Perchè la comunità gay è di piccole dimensioni? No, per carità.
Perchè il corteo dei partecipanti all'annuale gay pride è sempre la punta di un iceberg.

Quando vedremo partecipare baldanzosi rispettabilissimi padri di famiglia che coltivano in segreto il 'vizietto', preti e uomini in giacca e cravatta che si fanno schermo del proprio celodurismo ripudiando la loro stessa natura, forse la missione di questa manifestazione potrà dirsi compiuta.
Chissà se questo accadrà mai.

venerdì 15 giugno 2007

Musical mood

Noite e luar
eu queria cantar
Vamos embora que ainda crece
vamos tentar
Deixa a dor que voce
Leva dentro que tem
Lembra de nos, meu bem,
vamos juntos a cantar

Dentro de mim eu queria saber
Onde estava a vida sem
Voce ao lado meu
Tudo era tao frio
E voce aconteceu
Perto de mim, meu bem
Vamos juntos a cantar

Deixa la a dor

Tudo va acontecer
Eu preciso perdao
Deixa as duvidas vem

Deixa la amor
Tenho beijos na mao
Eu preciso perdao
eu te quero pra mim

Noite e luar
eu queria cantar
Vamos embora que ainda crece
vamos tentar

Deixa a dor que voce
Leva dentro que tem
Lembra de nos, meu bem,
vamos juntos a cantar

'Noite e Luar' di Patrizia Laquidara (da 'Manuale d'Amore')





sabato 9 giugno 2007

Quando ti ama

Sì, lo so.
E' un periodo che sono poco logorroica e molto sdolcinata.
Non so, sarà l'amore.
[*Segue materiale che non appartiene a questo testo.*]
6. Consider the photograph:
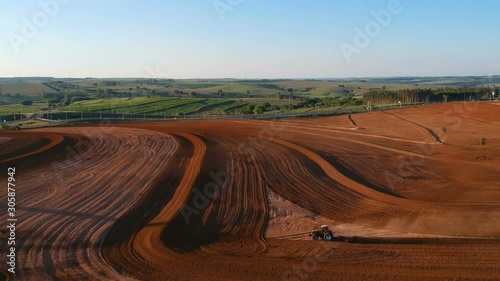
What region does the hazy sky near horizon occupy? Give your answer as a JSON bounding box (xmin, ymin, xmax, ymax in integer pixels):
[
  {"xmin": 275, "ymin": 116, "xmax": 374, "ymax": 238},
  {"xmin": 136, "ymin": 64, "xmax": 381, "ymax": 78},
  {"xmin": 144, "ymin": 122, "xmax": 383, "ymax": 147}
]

O quest'estate-primavera da fragoleconpannaefilmstrappalacrime.
Avere un uomo che ti dà della donna disegnata da Manara non capita tutti i giorni.
Così come vivere con rilassatezza una dura sessione di esami universitari.

Musiche jazz e saudade brasileira in sottofondo.
Una visione di Nuovo Cinema Paradiso irrorata di lacrime.
Quella sensazione di ritmo andante che solo le canzoni di Capossela riescono a restituire nella sua pienezza.

Che sudati è meglio
e il morso è più maturo
e la fame è più fame
e la morte è più morte
sale e perle sulla fronte
languida sete avara
bellezza che succhi la volontà
dal cielo della bocca
bocca bacio di pesca che mangi il silenzio
del mio cuore...

mercoledì 6 giugno 2007

Nuovo mondo

Ieri l'ho aiutato a portare i bagagli nella sua nuova casa.
Era smarrito, agitato, preoccupato.
La casa è bella, accogliente, luminosa, un po' gli somiglia.

Il coinquilino è un attore di teatro, disponibile e sorridente.

Incrocio le dita per lui, perchè trovi lavoro.
Nel frattempo, un ghiotto raid ad Ikea non ce lo nega nessuno.